You pay fees only when you complete your application. No point in paying your fees without submitting your completed application.
Source for this?
I suppose you can send the government money for anything anytime you want. I am not sure how long such a payment will be available to apply to a later submitted application.
No source necessary for the obvious, that there is no point sending an application fee without actually making an application. After all, what possible point might there be?
Note, for example, if there is any change in either the procedure or the fees, payment prior to the date of the application itself will NOT be valid or work UNLESS it complies with the new procedure and is for the amount as changed. Here too, no "
source" necessary, since this is the way CIC and now IRCC have done it across a wide spectrum of applications and, frankly, it is the only way that makes any sense.
I have a similar question - can I start the application and pay the fees before I'm eligible? I only plan to submit well after I have the min. number of days...
If your "
plan" is to submit an application only when you are actually eligible, yeah, that's how it works. That's what you do. Of course the information in the application MUST be accurate and complete as of the date the application is submitted.
So, it is not clear what you mean by "
start the application . . . before I'm eligible." If you mean doing rough drafts, that's fine. Good idea.
LONGER OBSERVATIONS (in case there are lingering questions about this):
This is an old thread and it was largely a dead end back then.
At the time of the post preceding yours in this thread there was not (not yet) an actual physical presence requirement for grant citizenship. The law then imposed a "
residency" requirement, pursuant to which scores of PRs had applied for citizenship with way fewer than 1095 days of physical presence in Canada, some successfully being granted citizenship even though they had been physically in Canada for just a few hundred days.
Even back then, and long before, and since, whether in regards to calculating residency or physical presence days, the calculation is and has been based on the date the application is actually made.
NO credit for days in Canada after the date the application is actually made.
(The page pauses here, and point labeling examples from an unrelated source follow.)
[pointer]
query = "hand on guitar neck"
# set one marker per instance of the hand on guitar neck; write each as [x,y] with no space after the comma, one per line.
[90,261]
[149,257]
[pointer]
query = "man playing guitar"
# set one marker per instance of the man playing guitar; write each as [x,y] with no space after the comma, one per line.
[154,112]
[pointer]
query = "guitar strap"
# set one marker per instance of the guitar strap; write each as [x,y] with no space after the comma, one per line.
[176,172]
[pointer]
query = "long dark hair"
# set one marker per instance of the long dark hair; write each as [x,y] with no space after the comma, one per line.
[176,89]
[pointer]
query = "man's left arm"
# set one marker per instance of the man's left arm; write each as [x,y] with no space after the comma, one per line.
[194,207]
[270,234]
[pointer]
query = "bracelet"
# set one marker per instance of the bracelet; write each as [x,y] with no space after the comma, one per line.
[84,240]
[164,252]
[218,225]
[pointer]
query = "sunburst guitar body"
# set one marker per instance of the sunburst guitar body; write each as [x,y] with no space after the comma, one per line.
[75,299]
Sources: see the guide for making a grant citizenship application and instructions for completing the online physical presence calculation, which in regard to this particular element has been affirmed in literally scores of Federal Court cases, relative to both applications made when there was a residency requirement and subsequently for applications made subject to the physical presence requirement.
Make no mistake: since the implementation of the actual physical presence requirement, an application made (signed) even ONE day prior to the applicant meeting the presence requirement will fail, as it MUST BE DENIED; IRCC has NO authority to grant citizenship to an applicant who does not meet this requirement on the date the application is made.
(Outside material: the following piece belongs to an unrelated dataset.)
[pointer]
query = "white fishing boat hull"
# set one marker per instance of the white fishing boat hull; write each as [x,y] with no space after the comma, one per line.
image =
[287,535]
Regarding the requirements applicable at the time of the previous posts in this thread, changes in the law had been adopted and would take effect later that year, but in the meantime the government had increasingly approached applying the residency requirement as if residency depended on actual physical presence. So, even if at the time of the prior questions asked and answered in this thread, the OP was asking about applying before being physically present at least 1095 days during the preceding four years (it was a 3/4 rule then), the responses here would have been largely the same: do not make the application unless and until you meet the physical presence threshold (even if you were resident in Canada for more than three of the preceding four years, at that time) . . . and, even then, and more so now, best to wait to have a significant margin of presence over the minimum before making the application.
Leading, finally, to some ambiguity in your query: "
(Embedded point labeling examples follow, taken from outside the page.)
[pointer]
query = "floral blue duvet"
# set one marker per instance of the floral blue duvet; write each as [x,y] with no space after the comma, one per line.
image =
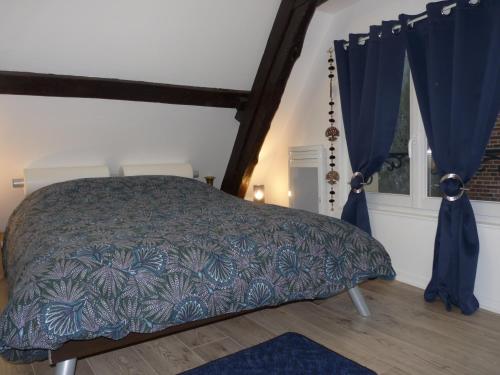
[110,256]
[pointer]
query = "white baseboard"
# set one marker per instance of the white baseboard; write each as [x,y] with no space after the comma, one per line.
[420,282]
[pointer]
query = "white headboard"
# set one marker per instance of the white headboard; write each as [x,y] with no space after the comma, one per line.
[36,178]
[179,169]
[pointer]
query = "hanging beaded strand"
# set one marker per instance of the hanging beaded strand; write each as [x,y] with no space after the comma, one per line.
[332,133]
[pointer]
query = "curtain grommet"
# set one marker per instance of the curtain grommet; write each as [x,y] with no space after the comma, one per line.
[446,11]
[360,189]
[456,177]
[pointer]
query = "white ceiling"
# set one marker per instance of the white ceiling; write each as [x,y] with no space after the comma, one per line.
[216,43]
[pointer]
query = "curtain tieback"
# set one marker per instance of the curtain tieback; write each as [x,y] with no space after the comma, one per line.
[457,185]
[357,182]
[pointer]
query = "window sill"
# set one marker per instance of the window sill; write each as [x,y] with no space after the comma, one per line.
[426,214]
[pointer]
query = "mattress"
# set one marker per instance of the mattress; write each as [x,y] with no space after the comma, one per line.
[104,257]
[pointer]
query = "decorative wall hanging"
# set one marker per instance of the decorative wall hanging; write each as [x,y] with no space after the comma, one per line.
[332,133]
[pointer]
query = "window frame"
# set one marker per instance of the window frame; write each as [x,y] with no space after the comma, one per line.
[418,202]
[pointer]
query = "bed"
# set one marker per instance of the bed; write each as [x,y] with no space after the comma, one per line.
[122,259]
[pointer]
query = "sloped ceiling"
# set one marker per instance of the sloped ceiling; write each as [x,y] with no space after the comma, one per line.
[215,43]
can I start the application . . . before I'm eligible?"
I understand this to be asking if you can start the application
process. And there is no doubt about the answer: NO. For IRCC to even have legal authority to approve the grant of citizenship, let alone citizenship actually be granted, a PR needs to be eligible as of the date the application is made (generally based on the date it is signed, subject to limitations for stale dated applications if not timely delivered to IRCC, and also recognizing that post-dated applications are not accepted, not even processed) and also REMAIN eligible throughout the processing of the application. Here too, in regards to a "
source," there are scores of Federal Court decisions affirming this.
That is, if your question is whether you can send in an application before you meet the eligibility requirements, NO.
Well, actually you "
can" send one in. Depending on the particular reason you are not eligible at that time, the application will either be returned (not processed; such as, for example, if the physical presence calculation shows the applicant to be short as of the date the application is signed) or eventually denied (if for example the applicant did not meet the physical presence requirement on the date the application was signed but that was not apparent on the face of the information submitted with the application).
Otherwise, if you are asking whether you can download a copy of the application form and "
start" filling it in, and otherwise
start making an application by doing rough drafts of the physical presence calculation, of course anyone can do that whenever they want.
Good idea actually. Just remember, nonetheless, that the final version to be submitted must be a form IRCC is accepting as of the date the application actually arrives at the CPC, and remember that the information in that form must be accurate and complete as of the date the application is signed.